Dust of Dreams

Home > Other > Dust of Dreams > Page 88
Dust of Dreams Page 88

by Erikson, Steven


  ‘You do not believe that.’

  ‘I was but reminding you of the danger he presents to us. How long was he trapped within Dragnipur? What did that do to him? To his mind? Is he even sane any more? One other thing, and think on this carefully, Kilmandaros. Would Rake have willingly freed a mad Draconus? Has he ever shown a thoughtless side to his decisions? Ever?’

  Her eyes narrowed. ‘He had a purpose.’

  Mael’s smile was wry. ‘Even though he is dead, we find ourselves holding to faith in him. Extraordinary, isn’t it?’

  ‘Mother Dark—’

  ‘No longer faces away, and as with Darkness, so too it is with—’

  ‘Light. Gods below, Mael. What has he forced upon us?’

  ‘A final accounting, I’d wager. An end to the stupid games. He might as well have locked us all in one room—and no one leaves until we settle things once and for all.’

  ‘Bastard!’

  ‘Your grief was rather shortlived, Kilmandaros.’

  ‘Because what you say rings true—yes! Rake would think that way, wouldn’t he?’

  ‘Else he could not permit his own death—his removal from the stage. More than just ending Mother Dark’s obstreperous pique, he now forces our hands—we are all stirred awake, Elders and children both, mortal and immortal.’

  ‘To what end?’ she demanded. ‘More blood?

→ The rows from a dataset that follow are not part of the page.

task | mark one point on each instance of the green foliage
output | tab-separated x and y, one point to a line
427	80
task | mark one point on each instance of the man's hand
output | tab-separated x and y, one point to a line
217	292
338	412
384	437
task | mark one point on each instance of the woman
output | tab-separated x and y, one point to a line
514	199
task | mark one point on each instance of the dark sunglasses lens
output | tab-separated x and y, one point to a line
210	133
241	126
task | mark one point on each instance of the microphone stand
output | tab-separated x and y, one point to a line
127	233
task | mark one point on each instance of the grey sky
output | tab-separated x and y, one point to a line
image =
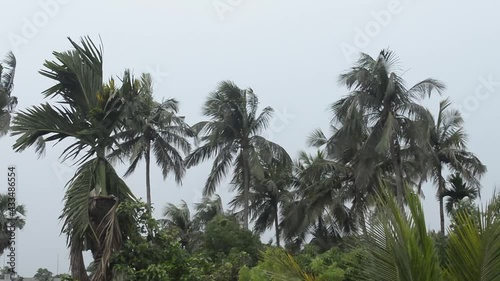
289	51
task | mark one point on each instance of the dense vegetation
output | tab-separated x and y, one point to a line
349	211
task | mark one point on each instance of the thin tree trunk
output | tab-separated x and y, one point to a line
78	270
246	187
276	224
398	173
148	180
362	221
440	192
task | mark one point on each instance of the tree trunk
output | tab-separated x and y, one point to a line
246	187
148	179
397	171
276	224
78	270
99	208
440	192
362	221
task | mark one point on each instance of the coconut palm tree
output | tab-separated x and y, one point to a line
10	220
399	246
447	148
457	191
90	113
154	128
268	195
7	101
179	218
388	109
207	210
318	207
232	136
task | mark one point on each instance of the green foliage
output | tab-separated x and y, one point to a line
223	236
334	265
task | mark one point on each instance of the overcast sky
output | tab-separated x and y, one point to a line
289	51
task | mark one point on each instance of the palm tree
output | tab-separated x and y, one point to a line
388	109
90	113
448	149
207	210
457	192
318	207
154	127
232	136
7	101
10	220
400	248
268	195
179	218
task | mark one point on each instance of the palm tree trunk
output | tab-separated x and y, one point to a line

A damned ocean’s worth?’

  ‘Not if there’s a way around it,’ Mael replied. ‘To what end, you ask. This, I think: he wants us to deal with the Crippled God.’

  ‘That pathetic creature? You cannot be serious, Mael.’

  ‘The wound ever festers, the poison spreads. That alien god’s power is anathema. We need to fix it—before we seek anything else. Before we lose K’rul’s gift for ever.’

  ‘Errastas had other ideas.’

  ‘So do you and Setch. So does Olar Ethil. And Ardata.’

  ‘And Draconus too, I would think.’

  ‘We cannot know if Anomander Rake and Draconus spoke—was a bargain reached between them within Dragnipur? “I will free you, Draconus, if …”’

  ‘They could not have spoken,’ said Kilmandaros. ‘For Rake was killed by Vengeance. You said so yourself.’

  Mael walked over to sit down on one of the blocks of the altar stone. ‘Ah, well. There is more to say on that. Among other things. Tell me, Kilmandaros, what Hold did Errastas choose?’

  She blinked. ‘Why, the obvious one. Death.’

  ‘Then I will begin with this curious detail—for I wish to know your thoughts on the, uh, implications.’ He looked up and something glinted in his eyes. ‘Before Rake met Dessembrae, he met Hood. Met him, and killed him. With Dragnipur.’

  She stared.

  Mael continued: ‘Two gods were in attendance, that I know of.’

  ‘Who?’ the word came out in a dry rasp.

  ‘Shadowthrone and Cotillion.’

  Oh, how she wished for a tall, imposing standing stone—within her reach—a proud pinnacle of conceit—just there, at the very end of her fist as it swung out its path of ferocious destruction.

  ‘Them!’

  Mael watched her flail and stamp about, watched as she descended on one toppled menhir after another, pounding each one into rubble. He scratched at the bristles on his chin.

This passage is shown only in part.